2008 Grant Award - Christina Koutsari, Ph.D.
Regional Free Fatty Acid Uptake Assessed by Positron Emission Tomography in Humans: A Pilot Feasibility Study
Christina Koutsari, Ph.D.
Endocrinology Research Unit, Mayo Clinic
Elevated circulating free fatty acids (FFA) are implicated in the metabolic complications of insulin resistance, obesity, and type 2 diabetes. Because of the health implications of elevated circulating FFA, body fat distribution, and ectopic fat, defining the contributions of tissues and organs to FFA clearance from the circulation can be instrumental in our understanding of FFA regulation and metabolism. There is currently limited information in humans regarding which tissues take up FFA, and what proportion of FFA disposal is allocated to different tissues (muscle, adipose, liver, heart, kidney) or different sites within heterogeneous tissues (different muscle types and adipose tissue beds). It is possible to perform tissue biopsies after the intravenous injection of an FFA tracer or measure arteriovenous balance across a tissue bed, but these approaches are not easily applicable to all tissues. Positron emission tomography (PET) imaging is a promising, non-invasive method to quantitate regional FFA uptake that is especially suited to organs that are currently inaccessible. In the present study, we will test the use of [1-11C]palmitate and PET to study FFA uptake into adipose tissue beds, skeletal muscle, and liver. We anticipate that variability will exist between different adipose tissue depots (subcutaneous versus visceral) and sites (subcutaneous abdominal versus femoral) as well as between organs.
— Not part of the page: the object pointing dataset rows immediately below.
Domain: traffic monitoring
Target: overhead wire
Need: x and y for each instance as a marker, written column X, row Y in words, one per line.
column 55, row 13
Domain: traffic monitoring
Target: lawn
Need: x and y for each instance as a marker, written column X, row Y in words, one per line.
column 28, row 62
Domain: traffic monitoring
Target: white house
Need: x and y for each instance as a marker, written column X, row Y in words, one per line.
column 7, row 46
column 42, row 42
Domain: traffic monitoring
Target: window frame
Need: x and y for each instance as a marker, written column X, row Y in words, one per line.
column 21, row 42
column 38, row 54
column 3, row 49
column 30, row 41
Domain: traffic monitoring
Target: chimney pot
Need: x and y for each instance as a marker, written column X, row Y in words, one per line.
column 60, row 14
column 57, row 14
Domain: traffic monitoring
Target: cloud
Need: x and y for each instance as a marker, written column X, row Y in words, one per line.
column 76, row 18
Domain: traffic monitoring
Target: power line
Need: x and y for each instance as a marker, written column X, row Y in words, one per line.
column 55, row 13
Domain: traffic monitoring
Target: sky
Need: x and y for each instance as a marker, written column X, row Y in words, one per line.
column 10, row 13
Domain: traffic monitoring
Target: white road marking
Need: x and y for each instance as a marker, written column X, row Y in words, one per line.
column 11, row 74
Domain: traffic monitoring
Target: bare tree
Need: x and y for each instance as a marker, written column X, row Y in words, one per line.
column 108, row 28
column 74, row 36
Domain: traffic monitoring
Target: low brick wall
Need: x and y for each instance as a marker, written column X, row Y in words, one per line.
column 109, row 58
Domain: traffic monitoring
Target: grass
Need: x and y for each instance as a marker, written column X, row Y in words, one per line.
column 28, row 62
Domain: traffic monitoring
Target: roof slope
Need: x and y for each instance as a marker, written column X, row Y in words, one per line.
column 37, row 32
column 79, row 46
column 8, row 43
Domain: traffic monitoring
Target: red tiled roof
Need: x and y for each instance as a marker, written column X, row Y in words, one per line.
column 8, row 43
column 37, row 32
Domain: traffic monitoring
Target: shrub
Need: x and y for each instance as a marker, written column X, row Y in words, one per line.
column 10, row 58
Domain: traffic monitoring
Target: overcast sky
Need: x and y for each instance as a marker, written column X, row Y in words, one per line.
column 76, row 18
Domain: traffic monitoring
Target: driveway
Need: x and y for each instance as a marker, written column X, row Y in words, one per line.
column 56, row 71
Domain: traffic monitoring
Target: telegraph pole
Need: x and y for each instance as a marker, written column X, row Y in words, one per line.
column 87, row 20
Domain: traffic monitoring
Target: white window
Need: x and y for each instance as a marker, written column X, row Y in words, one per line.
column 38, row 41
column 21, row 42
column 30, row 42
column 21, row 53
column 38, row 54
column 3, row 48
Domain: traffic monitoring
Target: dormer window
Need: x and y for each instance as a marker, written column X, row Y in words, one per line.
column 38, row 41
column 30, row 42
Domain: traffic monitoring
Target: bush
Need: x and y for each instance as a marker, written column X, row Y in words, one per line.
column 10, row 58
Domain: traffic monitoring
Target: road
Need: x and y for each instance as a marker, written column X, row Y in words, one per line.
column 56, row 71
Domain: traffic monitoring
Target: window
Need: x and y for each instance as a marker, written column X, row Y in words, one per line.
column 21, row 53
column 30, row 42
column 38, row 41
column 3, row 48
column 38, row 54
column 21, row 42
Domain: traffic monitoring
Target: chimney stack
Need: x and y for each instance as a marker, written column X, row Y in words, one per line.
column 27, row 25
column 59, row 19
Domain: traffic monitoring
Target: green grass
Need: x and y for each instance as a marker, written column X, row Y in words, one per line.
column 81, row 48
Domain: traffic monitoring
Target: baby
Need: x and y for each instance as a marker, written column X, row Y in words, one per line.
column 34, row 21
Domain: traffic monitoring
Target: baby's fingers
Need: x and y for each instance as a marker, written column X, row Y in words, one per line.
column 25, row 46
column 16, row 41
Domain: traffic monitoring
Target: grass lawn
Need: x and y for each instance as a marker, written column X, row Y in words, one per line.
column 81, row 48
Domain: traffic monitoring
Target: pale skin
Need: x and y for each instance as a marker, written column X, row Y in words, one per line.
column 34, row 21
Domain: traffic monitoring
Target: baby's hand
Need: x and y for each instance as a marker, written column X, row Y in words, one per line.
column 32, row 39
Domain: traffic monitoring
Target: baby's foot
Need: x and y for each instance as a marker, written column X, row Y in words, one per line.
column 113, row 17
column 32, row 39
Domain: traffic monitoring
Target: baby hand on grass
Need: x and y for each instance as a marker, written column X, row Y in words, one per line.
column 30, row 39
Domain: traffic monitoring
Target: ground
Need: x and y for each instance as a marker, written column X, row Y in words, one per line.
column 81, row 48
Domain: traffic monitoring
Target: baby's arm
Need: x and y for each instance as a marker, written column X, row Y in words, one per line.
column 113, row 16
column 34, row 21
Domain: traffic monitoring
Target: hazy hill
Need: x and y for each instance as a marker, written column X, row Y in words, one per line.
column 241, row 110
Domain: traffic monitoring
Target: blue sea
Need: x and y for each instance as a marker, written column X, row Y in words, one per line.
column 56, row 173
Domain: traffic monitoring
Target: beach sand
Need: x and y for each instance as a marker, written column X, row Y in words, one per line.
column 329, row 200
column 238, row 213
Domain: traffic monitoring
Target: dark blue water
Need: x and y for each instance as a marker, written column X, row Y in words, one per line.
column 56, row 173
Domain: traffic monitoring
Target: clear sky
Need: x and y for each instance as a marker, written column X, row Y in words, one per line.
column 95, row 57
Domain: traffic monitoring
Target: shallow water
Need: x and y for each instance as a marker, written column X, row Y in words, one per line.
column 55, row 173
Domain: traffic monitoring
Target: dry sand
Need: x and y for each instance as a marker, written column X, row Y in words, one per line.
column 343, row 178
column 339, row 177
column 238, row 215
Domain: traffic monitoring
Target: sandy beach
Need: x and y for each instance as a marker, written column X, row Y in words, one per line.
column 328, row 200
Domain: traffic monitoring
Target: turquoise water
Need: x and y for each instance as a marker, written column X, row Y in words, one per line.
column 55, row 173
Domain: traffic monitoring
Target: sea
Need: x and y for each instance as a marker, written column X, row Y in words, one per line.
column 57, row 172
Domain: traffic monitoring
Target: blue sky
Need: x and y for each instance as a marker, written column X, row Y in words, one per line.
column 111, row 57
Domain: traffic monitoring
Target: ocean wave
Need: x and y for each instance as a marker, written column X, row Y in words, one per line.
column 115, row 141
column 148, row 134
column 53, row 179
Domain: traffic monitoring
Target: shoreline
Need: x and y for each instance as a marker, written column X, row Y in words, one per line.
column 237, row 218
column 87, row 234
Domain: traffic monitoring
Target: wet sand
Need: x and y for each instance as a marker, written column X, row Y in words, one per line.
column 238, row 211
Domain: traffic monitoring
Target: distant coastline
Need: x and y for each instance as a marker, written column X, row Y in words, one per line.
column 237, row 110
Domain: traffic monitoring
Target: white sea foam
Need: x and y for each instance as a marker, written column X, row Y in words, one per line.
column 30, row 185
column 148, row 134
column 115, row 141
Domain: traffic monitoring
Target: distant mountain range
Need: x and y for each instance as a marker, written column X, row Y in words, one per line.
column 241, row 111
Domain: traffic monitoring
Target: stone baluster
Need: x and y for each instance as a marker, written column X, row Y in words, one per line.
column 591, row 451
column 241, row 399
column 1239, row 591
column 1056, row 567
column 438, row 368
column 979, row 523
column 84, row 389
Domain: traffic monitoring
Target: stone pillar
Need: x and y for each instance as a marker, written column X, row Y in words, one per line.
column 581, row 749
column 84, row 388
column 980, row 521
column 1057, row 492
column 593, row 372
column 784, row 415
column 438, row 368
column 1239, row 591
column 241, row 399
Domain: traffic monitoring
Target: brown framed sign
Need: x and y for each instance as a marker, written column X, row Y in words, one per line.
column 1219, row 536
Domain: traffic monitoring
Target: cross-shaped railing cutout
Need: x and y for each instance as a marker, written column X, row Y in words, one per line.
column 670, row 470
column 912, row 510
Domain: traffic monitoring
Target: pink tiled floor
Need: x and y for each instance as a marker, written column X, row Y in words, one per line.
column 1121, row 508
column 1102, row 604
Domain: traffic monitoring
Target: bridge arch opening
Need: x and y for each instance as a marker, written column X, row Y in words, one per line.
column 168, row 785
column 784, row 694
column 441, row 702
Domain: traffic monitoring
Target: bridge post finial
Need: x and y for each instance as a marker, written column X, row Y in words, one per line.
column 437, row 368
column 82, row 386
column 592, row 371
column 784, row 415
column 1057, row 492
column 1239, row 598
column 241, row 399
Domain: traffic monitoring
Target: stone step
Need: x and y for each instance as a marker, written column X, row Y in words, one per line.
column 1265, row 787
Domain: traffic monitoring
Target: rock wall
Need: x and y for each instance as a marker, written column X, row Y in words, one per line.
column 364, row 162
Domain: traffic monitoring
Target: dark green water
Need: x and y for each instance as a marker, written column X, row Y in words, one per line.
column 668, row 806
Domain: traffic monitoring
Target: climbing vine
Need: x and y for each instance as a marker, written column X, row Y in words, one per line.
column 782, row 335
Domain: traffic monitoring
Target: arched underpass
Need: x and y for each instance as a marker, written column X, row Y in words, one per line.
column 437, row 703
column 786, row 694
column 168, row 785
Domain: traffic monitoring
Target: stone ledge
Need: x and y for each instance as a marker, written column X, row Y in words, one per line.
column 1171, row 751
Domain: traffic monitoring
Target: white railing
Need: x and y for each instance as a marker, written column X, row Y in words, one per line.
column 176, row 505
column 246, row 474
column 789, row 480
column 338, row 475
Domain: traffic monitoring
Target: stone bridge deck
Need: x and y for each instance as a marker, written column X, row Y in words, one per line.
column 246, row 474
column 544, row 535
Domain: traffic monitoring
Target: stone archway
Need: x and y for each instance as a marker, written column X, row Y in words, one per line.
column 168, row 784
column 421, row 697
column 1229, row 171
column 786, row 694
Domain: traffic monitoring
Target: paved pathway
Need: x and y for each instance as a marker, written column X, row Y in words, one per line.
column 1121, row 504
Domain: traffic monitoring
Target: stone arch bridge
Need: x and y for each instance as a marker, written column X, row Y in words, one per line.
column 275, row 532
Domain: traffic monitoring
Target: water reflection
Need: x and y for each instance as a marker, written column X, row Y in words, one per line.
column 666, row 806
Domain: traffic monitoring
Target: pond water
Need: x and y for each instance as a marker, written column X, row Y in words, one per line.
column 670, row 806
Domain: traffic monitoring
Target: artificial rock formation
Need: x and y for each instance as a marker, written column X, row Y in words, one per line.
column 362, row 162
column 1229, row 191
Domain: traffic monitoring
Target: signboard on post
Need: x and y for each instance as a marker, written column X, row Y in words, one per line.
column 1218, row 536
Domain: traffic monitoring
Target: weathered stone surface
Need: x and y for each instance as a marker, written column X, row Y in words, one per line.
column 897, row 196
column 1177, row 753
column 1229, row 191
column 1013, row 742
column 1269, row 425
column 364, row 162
In addition, we will compare the adipose subcutaneous FFA uptake data obtained with PET to those obtained with the use of our well-established technique of [1-14C]palmitate and tissue biopsies. Successful completion of the proposed studies will allow us to examine tissue FFA uptake in conditions of differing FFA concentrations and different disease states on tissue FFA uptake. This will allow a better, more integrated understanding of the potential role of FFA in insulin resistance.